Single by Jhayco and Skrillex

from the album Timelezz
- Language: Spanish
- Released: July 30, 2021
- Length: 3:16
- Label: Universal Latino
- Songwriter(s): Jhayco; Skrillex; Tainy;
- Producer(s): Jhayco; Skrillex; Tainy;

Jhayco singles chronology
| "911 (remix)" (2021) | "En Mi Cuarto" (2021) | "Delincuente" (2021) |

Skrillex singles chronology
| "In da Getto" (2021) | "En Mi Cuarto" (2021) | "Don't Go" (2021) |

Music video
- "En Mi Cuarto" on YouTube

= En Mi Cuarto =

2021 single by Jhayco and Skrillex

"En Mi Cuarto" is a song by Puerto Rican rapper Jhayco and American record producer Skrillex. It was released as a single on July 30, 2021. The song was written and produced by Jhayco, Skrillex and Tainy. It is from his second album, Timelezz.

== Composition ==
The song is written in the key of G♭ Minor, with a tempo of 115 beats per minute.

== Critical reception ==
Ariel King of Dancing Astronaut commented the song has "smooth beat matches Cortez’s crisp vocal flow, creating a slinking track that’s fit for packed nightclubs." Ellie Mullins of We Rave You thought it "is a perfect anthem for the late summer nights or for a tropical DJ set with the sunset as the background."

== Music video ==
An accompanying music video was released on July 30, 2021, directed by Stillz, and starring Mia Khalifa.

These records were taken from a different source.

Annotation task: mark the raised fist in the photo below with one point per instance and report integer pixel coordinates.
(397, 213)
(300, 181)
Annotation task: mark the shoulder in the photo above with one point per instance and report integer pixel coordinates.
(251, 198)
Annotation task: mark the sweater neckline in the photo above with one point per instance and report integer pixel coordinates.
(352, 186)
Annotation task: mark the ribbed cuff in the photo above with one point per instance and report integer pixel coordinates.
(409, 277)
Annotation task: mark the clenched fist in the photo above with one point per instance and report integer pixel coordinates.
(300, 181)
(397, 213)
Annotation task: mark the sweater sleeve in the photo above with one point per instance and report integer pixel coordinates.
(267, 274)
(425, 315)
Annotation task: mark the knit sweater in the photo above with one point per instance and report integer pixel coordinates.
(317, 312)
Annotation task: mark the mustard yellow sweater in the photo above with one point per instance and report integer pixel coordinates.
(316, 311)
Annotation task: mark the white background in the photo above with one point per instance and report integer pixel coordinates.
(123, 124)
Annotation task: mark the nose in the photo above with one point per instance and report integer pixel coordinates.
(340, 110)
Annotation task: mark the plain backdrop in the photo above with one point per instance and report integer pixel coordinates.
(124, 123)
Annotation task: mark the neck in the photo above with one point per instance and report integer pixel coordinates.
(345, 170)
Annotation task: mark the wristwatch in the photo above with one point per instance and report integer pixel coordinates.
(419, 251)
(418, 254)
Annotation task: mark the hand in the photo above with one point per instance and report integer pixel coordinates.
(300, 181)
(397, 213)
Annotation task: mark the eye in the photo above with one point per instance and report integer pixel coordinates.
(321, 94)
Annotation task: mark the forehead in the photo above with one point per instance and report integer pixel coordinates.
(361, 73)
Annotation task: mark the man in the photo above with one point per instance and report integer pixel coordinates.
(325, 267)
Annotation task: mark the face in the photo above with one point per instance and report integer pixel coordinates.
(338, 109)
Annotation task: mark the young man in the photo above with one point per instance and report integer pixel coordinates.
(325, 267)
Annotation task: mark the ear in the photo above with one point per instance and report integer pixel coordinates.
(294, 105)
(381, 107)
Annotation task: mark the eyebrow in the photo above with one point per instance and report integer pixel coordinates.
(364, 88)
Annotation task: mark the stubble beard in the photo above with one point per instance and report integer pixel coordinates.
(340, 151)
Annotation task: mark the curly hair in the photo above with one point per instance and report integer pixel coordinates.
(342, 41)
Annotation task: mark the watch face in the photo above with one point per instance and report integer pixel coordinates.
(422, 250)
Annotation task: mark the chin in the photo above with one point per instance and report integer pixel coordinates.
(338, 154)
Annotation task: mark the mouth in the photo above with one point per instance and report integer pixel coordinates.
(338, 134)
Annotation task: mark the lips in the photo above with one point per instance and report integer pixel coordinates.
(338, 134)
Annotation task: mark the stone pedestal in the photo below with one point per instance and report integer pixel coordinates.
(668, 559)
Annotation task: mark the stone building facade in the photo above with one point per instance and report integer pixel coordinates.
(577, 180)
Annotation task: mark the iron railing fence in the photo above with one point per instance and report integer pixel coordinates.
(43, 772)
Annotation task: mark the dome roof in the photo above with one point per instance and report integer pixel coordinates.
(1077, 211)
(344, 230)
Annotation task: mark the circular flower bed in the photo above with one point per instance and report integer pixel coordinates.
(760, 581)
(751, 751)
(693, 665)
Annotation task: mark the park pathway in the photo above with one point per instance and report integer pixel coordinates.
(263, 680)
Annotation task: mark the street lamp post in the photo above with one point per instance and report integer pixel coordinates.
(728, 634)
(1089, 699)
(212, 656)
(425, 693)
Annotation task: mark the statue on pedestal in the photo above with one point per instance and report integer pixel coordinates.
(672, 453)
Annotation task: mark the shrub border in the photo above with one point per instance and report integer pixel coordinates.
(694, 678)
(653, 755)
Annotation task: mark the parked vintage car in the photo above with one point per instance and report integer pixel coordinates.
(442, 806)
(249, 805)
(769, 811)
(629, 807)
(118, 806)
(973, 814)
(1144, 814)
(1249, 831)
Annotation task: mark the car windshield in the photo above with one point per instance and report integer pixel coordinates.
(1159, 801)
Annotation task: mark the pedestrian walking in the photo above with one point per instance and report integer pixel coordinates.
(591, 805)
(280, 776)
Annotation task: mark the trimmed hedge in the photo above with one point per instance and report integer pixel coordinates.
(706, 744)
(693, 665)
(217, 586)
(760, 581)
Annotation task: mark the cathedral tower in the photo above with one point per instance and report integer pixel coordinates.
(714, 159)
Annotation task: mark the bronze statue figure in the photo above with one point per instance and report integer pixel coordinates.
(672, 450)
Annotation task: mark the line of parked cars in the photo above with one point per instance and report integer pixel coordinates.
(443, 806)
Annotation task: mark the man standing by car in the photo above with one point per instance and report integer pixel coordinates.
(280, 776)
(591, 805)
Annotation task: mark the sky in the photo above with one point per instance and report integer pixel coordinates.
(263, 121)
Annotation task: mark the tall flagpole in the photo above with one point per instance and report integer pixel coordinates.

The characteristic of video is "thrilling shots of Cortez on a motorcycle and partying in the back of a fast-moving truck." and ends with "Skrillex and Cortez party in a room that bursts into flames."

== Credits and personnel ==
Credits adapted from AllMusic.

- Jhayco – composer, primary artist, voices
- Skrillex – composer, primary artist, producer, voices
- Tainy – composer, producer

== Charts ==

=== Weekly charts ===

Weekly chart performance for "En Mi Cuarto"
| Chart (2021) | Peak position |
|---|---|
| Spain (PROMUSICAE) | 31 |
| US Hot Dance/Electronic Songs (Billboard) | 8 |
| US Hot Latin Songs (Billboard) | 22 |

=== Year-end charts ===

Year-end chart performance for "En Mi Cuarto"
| Chart (2021) | Position |
|---|---|
| US Hot Dance/Electronic Songs (Billboard) | 38 |

== Certifications ==

Certifications for "En Mi Cuarto"
| Region | Certification | Certified units/sales |
| Spain (PROMUSICAE) | Platinum | 60,000^{‡} |
| United States (RIAA) | 2× Platinum (Latin) | 120,000^{‡} |
^{‡} Sales+streaming figures based on certification alone.